Wenn Anton G. Leitner Feuer fängt

von Axel Kutsch

Wenn Anton G. Leitner Feuer fängt, dann löscht er nicht, dann brennt er. So auch Ende der neunziger Jahre. Während eines längeren Telefongesprächs mit ihm über die aktuelle Poesie kam mir plötzlich eine Idee: Warum nicht einmal Hitlisten der deutschsprachigen und internationalen Jahrhundertlyriker aufstellen? Kaum hatte ich meine Gedanken ausgesprochen, loderten am anderen Ende der Leitung bereits die Flammen.

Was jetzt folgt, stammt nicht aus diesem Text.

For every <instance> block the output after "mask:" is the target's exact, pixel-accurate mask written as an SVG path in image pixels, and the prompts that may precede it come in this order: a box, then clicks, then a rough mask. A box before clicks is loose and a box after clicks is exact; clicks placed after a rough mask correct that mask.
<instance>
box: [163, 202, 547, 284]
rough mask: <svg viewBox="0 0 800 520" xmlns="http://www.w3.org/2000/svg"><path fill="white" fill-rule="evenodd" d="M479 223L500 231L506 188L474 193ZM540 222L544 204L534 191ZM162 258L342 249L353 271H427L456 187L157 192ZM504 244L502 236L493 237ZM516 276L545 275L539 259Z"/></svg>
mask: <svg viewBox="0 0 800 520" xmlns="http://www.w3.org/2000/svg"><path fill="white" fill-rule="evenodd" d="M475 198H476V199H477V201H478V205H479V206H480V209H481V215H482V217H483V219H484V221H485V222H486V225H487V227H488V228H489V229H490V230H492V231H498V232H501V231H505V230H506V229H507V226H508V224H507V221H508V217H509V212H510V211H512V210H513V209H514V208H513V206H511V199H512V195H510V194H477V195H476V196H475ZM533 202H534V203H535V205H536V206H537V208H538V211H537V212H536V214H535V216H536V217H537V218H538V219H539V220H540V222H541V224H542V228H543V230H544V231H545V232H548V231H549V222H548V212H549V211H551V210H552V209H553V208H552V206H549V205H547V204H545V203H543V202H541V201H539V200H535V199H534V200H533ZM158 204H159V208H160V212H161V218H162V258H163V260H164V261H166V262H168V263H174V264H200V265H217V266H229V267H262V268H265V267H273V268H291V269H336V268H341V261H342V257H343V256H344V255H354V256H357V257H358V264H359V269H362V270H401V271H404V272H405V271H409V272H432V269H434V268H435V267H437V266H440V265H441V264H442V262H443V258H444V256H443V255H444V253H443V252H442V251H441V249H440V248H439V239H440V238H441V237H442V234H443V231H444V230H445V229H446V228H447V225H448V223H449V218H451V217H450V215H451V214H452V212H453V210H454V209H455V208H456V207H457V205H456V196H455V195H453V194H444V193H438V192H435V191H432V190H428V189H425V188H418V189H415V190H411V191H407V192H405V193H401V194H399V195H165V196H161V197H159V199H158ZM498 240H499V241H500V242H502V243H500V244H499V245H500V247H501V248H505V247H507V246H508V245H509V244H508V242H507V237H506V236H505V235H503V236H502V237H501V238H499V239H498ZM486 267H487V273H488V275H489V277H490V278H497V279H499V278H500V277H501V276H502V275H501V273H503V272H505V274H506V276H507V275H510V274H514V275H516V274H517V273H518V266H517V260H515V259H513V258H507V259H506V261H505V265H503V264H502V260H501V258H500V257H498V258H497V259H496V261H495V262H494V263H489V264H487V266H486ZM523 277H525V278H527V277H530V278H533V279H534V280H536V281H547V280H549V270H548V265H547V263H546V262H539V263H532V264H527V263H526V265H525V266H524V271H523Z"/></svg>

Die Hitlisten waren in Sekundenschnelle unter Dach und Fach, auch wenn uns klar war, dass der eine oder andere Bedenkenträger – den spielerischen Charakter der Idee verkennend – beckmessernd Einwände gegen ein solches Ranking in der hehren Kunst der Poesie erheben würde. Immerhin betätigten sich schließlich 56 Lyriker, Herausgeber, Literaturwissenschaftler und Übersetzer als Juroren, darunter unter anderem Heinz Ludwig Arnold, Hans Bender, Ulrike Draesner, Robert Gernhardt, Thomas Kling und  Friederike Mayröcker.

In der siebten Ausgabe der von Anton G. Leitner edierten Zeitschrift DAS GEDICHT konnte man dann lesen, dass die Juroren Gottfried Benn vor Paul Celan und Bertolt Brecht zum deutschsprachigen Jahrhundertdichter sowie Ezra Pound vor Guillaume Apollinaire und Ossip Mandelstam zum internationalen Jahrhundertdichter gewählt hatten.

Die Hitlisten fanden nicht nur in Deutschland, sondern auch weit über die Landesgrenzen hinaus bis nach Südamerika erhebliche Medienresonanz. Das kann dabei herauskommen, wenn der Herausgeber eines Literaturmagazins spontan Feuer fängt und brennt, statt die Flammen vor lauter Bedenken zu ersticken.